Learning certifiably optimal rule lists for categorical data

Learning certifiably optimal rule lists for categorical data Angelino et al., JMLR 2018

Today we’re taking a closer look at CORELS, the Certifiably Optimal RulE ListS algorithm that we encountered in Rudin’s arguments for interpretable models earlier this week. We’ve been able to create rule lists (decision trees) for a long time, e.g. using CART, C4.5, or ID3 so why do we need CORELS?

…despite the apparent accuracy of the rule lists generated by these algorithms, there is no way to determine either if the generated rule list is optimal or how close it is to optimal, where optimality is defined with respect to minimization of a regularized loss function. Optimality is important, because there are societal implications for lack of optimality.

Rudin proposed a public policy that for high-stakes decisions no black-box model should be deployed when there exists a competitive interpretable model. For the class of logic problems addressable by CORELS, CORELS’ guarantees provide a technical foundation for such a policy:

…we would like to find both a transparent model that is optimal within a particular pre-determined class of models and produce a certificate of its optimality, with respect to the regularized empirical risk. This would enable one to say, for this problem and model class, with certainty and before resorting to black box methods, whether there exists a transparent model. (Emphasis mine)

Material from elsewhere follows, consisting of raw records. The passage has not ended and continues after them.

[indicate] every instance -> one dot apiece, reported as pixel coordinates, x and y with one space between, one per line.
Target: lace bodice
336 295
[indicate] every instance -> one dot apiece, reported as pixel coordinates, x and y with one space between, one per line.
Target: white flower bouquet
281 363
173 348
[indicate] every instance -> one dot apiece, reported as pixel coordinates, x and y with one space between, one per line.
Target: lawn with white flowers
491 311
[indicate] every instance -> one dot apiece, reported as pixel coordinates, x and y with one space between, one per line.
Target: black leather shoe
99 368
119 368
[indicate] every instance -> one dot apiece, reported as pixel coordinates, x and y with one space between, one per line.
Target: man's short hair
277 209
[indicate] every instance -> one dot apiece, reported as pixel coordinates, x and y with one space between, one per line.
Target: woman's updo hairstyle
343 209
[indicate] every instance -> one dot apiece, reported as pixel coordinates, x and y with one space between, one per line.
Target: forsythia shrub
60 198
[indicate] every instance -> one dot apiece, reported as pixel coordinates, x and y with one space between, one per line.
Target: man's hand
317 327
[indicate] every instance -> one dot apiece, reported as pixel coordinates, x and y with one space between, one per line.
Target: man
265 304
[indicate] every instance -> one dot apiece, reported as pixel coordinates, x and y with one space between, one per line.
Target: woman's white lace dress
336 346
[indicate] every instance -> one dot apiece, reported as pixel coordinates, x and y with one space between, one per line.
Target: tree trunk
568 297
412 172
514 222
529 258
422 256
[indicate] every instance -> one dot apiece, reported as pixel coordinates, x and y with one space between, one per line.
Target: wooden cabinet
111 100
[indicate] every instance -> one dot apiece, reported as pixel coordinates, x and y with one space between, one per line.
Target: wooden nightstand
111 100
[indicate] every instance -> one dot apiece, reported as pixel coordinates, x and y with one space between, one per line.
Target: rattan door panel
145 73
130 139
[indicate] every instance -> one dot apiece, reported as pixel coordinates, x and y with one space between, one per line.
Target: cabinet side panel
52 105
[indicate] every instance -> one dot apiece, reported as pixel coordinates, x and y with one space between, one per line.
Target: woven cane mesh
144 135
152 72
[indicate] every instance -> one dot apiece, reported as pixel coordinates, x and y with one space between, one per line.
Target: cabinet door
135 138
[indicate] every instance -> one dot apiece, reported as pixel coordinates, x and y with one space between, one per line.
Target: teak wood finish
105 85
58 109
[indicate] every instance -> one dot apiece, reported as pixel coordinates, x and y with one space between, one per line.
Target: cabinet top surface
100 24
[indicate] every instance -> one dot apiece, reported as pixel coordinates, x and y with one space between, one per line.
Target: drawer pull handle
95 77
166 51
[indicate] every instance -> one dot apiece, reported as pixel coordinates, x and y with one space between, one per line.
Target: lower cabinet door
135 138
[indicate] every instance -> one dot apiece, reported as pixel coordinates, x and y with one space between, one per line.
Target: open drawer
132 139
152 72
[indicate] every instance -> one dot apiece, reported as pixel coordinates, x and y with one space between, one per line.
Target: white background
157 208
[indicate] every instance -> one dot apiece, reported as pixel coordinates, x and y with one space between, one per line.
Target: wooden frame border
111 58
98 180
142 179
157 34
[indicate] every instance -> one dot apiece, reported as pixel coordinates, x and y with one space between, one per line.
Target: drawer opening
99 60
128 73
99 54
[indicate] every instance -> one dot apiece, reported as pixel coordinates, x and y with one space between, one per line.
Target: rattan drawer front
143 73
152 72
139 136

As a reminder, the outputs of CORELS are rule lists that look like this:

The models that CORELS creates are predictive, but they are not causal models and so they cannot be used for policy-making. Nor do they include the costs of true and false positives, or the cost of gathering the information required to feed the predictions. CORELS could be adapted to handle these kinds of problems in the future.

Jumping ahead to p39 in the paper, here’s an example that really brought home both these points and the power of interpretable models to me. It’s a model learned from New York City stop-and-frisk data to predict whether or not a weapon will be found on a stopped individual who is frisked and searched.

Does this mean we should institute a policy of stopping and frisking everyone who passes through a transit authority? Most of us would agree this is going too far, and it’s clearly not causal: passing through a transit authority does not cause you to carry a weapon! It also illustrates nicely the value of a simple interpretable model. I can look at these rules, understand the behaviour, and ask the question. Imagine an opaque black box implementing a similar decision process, it would be much harder to uncover what’s going on and have a conversation about whether or not that’s what we want!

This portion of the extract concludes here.